Why can’t we be friends?

By Collin Bryant | Columnist

The age-old statement “we’re just friends” is met with much skepticism in our culture. For whatever reason, people can’t seem to believe that two people of the opposite sex can have an ongoing friendship without any romantic interest. This logic is simply flawed; men and women are perfectly capable of establishing long-term, platonic friendships.

At best, this misguided notion could be seen as a concept that hasn’t adapted to the changing times. The social construct of what was normal and common between men and women must be adjusted. At one time, men were expected to be in the workplace while women were expected to be at home. These past expectations left men and women meeting up with one another at any given time with romantic intentions. Just as the narrative of expectations for men and women has changed dramatically throughout recent history, so should outdated notions like the expectations for friendships.

Camille Chatterjee of Psychology Today said in a recent article that the shift in our cultural social expectations are leading psychologists to send forth a new message.

“Though it may be tricky, men and women can successfully become close friends,” Chatterjee said. “What’s more, there are good reasons for them to do so.”

Sure, people will face challenges while trying to properly build these relationships, ranging from defining the relationship as purely friendly, overcoming any possible attraction, establishing equality and dealing with public opinions.

Media has also played a part in shaping the common ideologies and opinions surrounding true friendship. Television programs like “Friends,” for instance, with archetypal characters like Chandler and Monica, or movies like “When Harry Met Sally,” set a misleading standard for the way cross-sexual friendships ultimately develop. If people are able to recognize they don’t have to follow these crafted standards as a mean for operating with other people, they are much more likely to see the freedoms they have to build pure friendships with members of the opposite sex.

However, trying to overcome these obstacles can be worth it in the long haul. Purely platonic friendships have the ability to add new insights and perspectives without fear of bias. While it’s unfair to say men and women are completely the same or different, they do possess varying amounts of shared and divergent qualities. This blend of similarity and difference between genders has the ability to build a more developed and well-rounded person when they are shared in a friendship.

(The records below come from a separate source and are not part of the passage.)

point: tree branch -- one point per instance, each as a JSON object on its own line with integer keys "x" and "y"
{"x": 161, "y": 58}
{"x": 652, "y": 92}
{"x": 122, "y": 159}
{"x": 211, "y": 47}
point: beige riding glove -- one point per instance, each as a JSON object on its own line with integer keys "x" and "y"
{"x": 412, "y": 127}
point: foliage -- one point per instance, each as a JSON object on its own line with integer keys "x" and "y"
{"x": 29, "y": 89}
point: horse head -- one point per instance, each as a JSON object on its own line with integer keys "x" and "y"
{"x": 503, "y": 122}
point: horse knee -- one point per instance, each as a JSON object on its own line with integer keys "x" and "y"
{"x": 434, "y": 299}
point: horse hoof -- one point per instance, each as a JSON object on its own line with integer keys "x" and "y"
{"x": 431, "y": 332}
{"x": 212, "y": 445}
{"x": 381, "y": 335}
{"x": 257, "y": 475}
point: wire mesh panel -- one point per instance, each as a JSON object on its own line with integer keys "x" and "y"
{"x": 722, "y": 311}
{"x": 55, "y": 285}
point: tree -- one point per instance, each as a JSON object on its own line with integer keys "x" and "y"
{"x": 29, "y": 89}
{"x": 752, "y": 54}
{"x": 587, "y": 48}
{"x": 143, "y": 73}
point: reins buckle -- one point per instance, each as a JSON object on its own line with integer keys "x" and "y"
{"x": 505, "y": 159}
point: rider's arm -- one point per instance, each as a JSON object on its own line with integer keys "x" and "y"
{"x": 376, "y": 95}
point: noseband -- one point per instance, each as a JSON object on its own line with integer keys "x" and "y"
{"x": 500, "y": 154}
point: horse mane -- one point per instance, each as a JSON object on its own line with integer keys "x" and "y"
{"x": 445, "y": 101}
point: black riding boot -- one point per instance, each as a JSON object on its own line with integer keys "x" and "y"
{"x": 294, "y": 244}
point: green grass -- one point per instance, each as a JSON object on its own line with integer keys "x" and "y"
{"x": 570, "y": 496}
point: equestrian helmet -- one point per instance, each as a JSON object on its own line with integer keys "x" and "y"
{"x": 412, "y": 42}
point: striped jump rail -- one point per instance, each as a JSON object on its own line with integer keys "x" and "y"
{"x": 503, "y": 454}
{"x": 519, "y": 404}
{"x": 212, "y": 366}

These co-ed friendships without any strings attached are attainable through focus and healthy foundations. Stop relying on old movies and social media to dictate the type of friendships we’re allowed to have. Friendship can be a beautiful thing; encouraging, healthy, and kind friends should be sought after and treasured. However, it is up to you to craft that friendship and to avoid the common obstacles that plague healthy development. These type of friendships should be sought out, regardless of whether that individual is the opposite sex or not.

Collin Bryant is a junior journalism major from Montgomery.